The person behind that artwork—and yes, it is an artwork, not just a clout-chasing marketing ploy meant to be gawked at—is Anna Uddenberg, whose oddball creations have been exhibited at institutions like the Moderna Museet in Stockholm and the now-defunct Marciano Art Foundation in Los Angeles. For the Balenciaga campaign, Uddenberg’s works were photographed by artist Kristina Nagel who, like the artist, is based in Berlin.
As it happens, that blue sculpture wasn’t the only one Uddenberg produced for the fashion house. Another, titled Tanya, features a female figure wearing a plaid jumpysuit and harnesses, along with Balenciaga’s lime-green high-heeled Crocs. That figure is shown attending to a dysfunctional stroller that does not contain a sitter—not that it exactly could host one, given that it doesn’t include a seat. According to Vogue Scandinavia, Balenciaga comissioned these works intended to works to mix “the alien with the familiar.”

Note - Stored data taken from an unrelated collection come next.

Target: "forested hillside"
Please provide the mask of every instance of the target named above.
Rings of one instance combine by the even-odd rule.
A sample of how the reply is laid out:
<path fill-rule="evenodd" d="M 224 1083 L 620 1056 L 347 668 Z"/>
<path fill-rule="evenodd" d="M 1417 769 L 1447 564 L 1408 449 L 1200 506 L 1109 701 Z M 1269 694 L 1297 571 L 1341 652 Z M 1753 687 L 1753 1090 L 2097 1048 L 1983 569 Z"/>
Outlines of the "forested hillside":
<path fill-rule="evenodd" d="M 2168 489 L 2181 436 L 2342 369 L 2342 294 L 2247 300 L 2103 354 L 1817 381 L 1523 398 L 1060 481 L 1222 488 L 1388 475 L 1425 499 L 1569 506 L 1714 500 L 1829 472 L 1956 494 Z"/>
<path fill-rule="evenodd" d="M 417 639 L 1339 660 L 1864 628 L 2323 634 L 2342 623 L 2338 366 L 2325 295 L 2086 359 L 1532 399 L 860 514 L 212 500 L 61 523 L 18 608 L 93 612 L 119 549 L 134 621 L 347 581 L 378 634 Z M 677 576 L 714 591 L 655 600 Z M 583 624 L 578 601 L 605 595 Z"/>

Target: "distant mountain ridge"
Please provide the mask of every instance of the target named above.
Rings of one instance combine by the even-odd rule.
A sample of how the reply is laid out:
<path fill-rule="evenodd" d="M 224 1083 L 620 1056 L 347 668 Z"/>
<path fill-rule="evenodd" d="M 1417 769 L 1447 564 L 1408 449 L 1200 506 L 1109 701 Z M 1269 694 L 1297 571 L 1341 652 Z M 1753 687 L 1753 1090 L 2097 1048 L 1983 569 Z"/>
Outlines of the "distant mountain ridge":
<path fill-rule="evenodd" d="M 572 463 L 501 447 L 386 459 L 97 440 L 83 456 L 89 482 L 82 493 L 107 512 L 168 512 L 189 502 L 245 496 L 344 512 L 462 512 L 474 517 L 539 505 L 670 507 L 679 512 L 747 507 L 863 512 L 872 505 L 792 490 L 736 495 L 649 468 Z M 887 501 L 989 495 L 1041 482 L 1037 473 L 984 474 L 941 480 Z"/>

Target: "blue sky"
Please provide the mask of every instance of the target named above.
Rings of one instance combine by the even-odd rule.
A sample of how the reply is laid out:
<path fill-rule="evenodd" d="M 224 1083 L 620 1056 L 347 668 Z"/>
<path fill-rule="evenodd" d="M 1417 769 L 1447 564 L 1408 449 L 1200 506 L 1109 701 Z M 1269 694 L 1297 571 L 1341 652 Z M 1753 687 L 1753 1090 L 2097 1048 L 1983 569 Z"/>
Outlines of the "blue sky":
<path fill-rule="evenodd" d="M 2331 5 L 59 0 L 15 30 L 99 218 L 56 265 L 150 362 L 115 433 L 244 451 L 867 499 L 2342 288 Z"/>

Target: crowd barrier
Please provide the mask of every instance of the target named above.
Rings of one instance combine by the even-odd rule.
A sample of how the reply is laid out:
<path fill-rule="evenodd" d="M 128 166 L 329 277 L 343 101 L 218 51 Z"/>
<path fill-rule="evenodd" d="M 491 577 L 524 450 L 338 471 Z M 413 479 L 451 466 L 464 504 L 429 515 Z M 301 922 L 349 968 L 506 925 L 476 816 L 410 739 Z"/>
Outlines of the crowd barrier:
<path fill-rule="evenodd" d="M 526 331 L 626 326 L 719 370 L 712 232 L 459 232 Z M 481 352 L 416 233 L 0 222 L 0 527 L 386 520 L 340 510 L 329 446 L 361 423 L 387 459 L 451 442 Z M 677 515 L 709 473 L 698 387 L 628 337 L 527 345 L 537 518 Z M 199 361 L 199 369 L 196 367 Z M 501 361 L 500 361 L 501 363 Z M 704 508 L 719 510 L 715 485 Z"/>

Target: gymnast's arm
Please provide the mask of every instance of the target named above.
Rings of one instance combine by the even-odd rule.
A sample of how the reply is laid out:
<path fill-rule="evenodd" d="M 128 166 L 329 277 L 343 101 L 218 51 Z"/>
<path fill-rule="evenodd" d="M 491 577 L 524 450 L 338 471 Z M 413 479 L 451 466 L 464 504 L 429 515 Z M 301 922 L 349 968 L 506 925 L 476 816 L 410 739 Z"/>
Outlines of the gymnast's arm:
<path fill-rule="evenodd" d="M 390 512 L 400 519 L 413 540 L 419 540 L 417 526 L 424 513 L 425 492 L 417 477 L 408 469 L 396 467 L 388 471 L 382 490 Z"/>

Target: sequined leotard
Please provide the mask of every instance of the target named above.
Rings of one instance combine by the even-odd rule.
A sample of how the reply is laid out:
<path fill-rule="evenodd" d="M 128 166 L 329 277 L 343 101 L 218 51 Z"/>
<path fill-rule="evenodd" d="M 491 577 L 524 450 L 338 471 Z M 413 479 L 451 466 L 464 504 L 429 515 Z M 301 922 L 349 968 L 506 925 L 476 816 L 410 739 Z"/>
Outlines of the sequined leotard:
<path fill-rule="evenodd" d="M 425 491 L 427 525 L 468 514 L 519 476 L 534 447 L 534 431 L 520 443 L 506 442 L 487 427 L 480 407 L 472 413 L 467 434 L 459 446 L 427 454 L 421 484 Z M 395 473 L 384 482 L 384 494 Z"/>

Such a phrase could be applied to much of Uddenberg’s output. The sculptures for which she is best known feature female bodies presented in extreme—and often sexualized—states. Her best-known work, Journey of Self Discovery (2016), features a woman using a selfie stick to snap a picture of her thonged behind; it first appeared at the 2016 Berlin Biennale, where it was panned by critics such as Jason Farago, who wrote in the Guardian, “From the Pergamon to this in 2,000 years.” Other works have featured partially naked female forms, which appear to emerge from suitcases and pieces of furniture that seem better fit for the set of a sci-fi movie than one’s home.
As it happens, Uddenberg has enlisted Crocs in her works before, with some of her futuristic-looking women even donning them in some cases. Uddenberg’s work is often hard to parse, though it’s possible that her use of Crocs and contorted poses is part of a larger inquiry into “basic” fashion styles and the marketing of them toward women. “I think the link between feminine expressions and conformist consumer options is the idea that it’s done for someone else’s pleasure and therefore it’s connected to victimhood,” she told Pin-Up Magazine in 2018.
Nagel’s photographs of the new Uddenberg sculptures had first appeared on Balenciaga’s social media, though the brand has since wiped all of its posts without explanation. (That brings Balenciaga one step short of Bottega Veneta, which drew a mix of confusion and fascination when it deleted its social media accounts altogether this past January.) The shoes are part of a campaign, with offerings priced at up to $695.